KIEV (Reuters) - Three Ukrainian servicemen have been killed and 12 wounded in the latest clashes between government forces and Russian-backed separatists, further eroding a three-month-old ceasefire, Kiev's military said on Friday.
Military spokesman Andriy Lysenko said government forces had come under attack from separatists using large-caliber guns and mortar in several parts of the east and southeast, including near the rebel-controlled city of Donetsk.
"In the past 24 hours we have lost three Ukrainian heroes, and another 12 have been wounded," Lysenko told a briefing.
There was no word on casualties among the separatists, who Kiev, NATO and Western countries say are being provided with arms and men by Russia, something Moscow denies.
Ukraine's largest steel company, Metinvest, said one worker had been killed and two wounded when its Avdiyivka coke plant, which is on government-controlled territory, was been hit by heavy shelling on Thursday.
The plant is not able to receive supplies of raw materials or ship out finished products, and damage to equipment has further hampered production, Metinvest said in a statement.
A surge in violence is putting further pressure on a fragile ceasefire brokered by Russia, Germany and France in a peace deal last February in Minsk, Belarus.
Lysenko said there had been intense fighting near Gorlivka, north of Donetsk, with the separatists using "a significant quantity" of mortars against government forces.

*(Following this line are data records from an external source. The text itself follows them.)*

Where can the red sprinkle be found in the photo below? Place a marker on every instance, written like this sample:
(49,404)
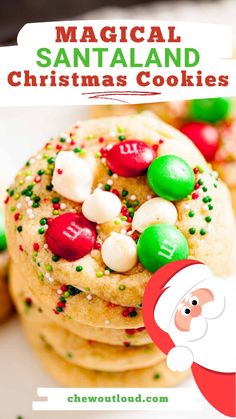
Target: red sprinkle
(116,192)
(130,331)
(55,311)
(155,147)
(103,151)
(16,216)
(36,247)
(111,305)
(56,206)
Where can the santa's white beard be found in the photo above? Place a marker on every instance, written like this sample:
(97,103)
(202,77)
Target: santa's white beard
(212,339)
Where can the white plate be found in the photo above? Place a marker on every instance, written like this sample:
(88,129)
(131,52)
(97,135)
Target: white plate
(23,130)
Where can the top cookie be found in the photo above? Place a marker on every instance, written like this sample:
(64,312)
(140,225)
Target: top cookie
(79,206)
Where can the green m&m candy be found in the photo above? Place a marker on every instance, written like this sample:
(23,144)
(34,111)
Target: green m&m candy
(171,177)
(209,110)
(160,244)
(3,241)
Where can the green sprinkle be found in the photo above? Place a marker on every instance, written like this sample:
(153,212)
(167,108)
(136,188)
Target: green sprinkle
(55,200)
(59,309)
(200,169)
(207,199)
(124,192)
(55,258)
(41,276)
(69,355)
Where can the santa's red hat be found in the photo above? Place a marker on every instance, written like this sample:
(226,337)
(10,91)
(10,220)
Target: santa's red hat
(164,292)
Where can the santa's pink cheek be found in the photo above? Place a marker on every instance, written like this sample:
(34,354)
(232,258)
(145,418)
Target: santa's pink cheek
(182,322)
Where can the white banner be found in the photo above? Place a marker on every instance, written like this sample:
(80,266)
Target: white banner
(109,62)
(159,399)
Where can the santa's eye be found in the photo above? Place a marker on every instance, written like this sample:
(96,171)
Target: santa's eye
(194,301)
(185,311)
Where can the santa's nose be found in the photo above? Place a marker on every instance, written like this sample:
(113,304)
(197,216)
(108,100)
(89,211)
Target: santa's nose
(196,311)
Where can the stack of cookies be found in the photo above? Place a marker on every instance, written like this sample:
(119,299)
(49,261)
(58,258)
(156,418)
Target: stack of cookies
(89,218)
(209,123)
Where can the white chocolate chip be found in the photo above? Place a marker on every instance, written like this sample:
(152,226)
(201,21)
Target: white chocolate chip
(154,211)
(75,181)
(119,252)
(101,206)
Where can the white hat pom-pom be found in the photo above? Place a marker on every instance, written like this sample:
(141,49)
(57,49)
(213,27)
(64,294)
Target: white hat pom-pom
(180,358)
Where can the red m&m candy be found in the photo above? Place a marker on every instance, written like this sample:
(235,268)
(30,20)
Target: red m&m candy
(71,236)
(130,158)
(204,136)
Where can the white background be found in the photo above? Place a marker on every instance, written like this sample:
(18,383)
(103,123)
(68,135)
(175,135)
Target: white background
(23,130)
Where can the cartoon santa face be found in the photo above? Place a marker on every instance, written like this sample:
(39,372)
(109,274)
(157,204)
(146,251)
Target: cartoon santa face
(189,315)
(193,316)
(191,307)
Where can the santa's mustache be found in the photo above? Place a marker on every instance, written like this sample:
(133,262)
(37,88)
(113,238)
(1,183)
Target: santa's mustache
(198,328)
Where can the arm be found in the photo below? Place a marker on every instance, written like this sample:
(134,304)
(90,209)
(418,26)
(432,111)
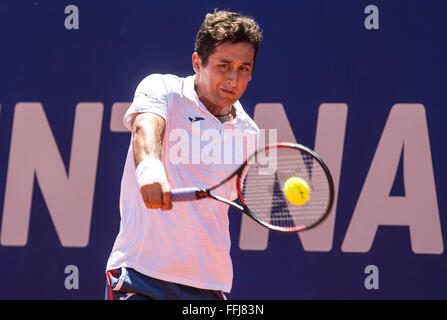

But the heaviest casualties on the government side had been sustained near Donetsk itself. The separatists were using "a broad range of weapons" against Kiev's forces at Shyrokyne, to the east of the strategic port city of Mariupol on the Sea of Azov, he said.
More than 6,200 people have been killed since the conflict erupted in April 2014 after the ousting of a Moscow-backed president by street protests and the arrival in power of a leadership dedicated to moving Ukraine away from Moscow's orbit towards integration in Europe.
The conflict has led to the biggest crisis in Russia-West relations since the end of the Cold War.
In a report released on Friday, Amnesty International said there was "overwhelming evidence" that both Ukrainian forces and pro-Kiev militias and separatist groups had mistreated or tortured prisoners - abuse it described as "frequent and widespread".
"Prisoners described being beaten until their bones broke, tortured with electric shocks, kicked, stabbed, and hung from the ceiling, deprived of sleep for days, threatened with death, denied medical care, and subjected to mock executions," the report said.
It highlighted Right Sector, a militant Ukrainian nationalist group, and various semi-autonomous separatist battalions as being especially brutal to prisoners.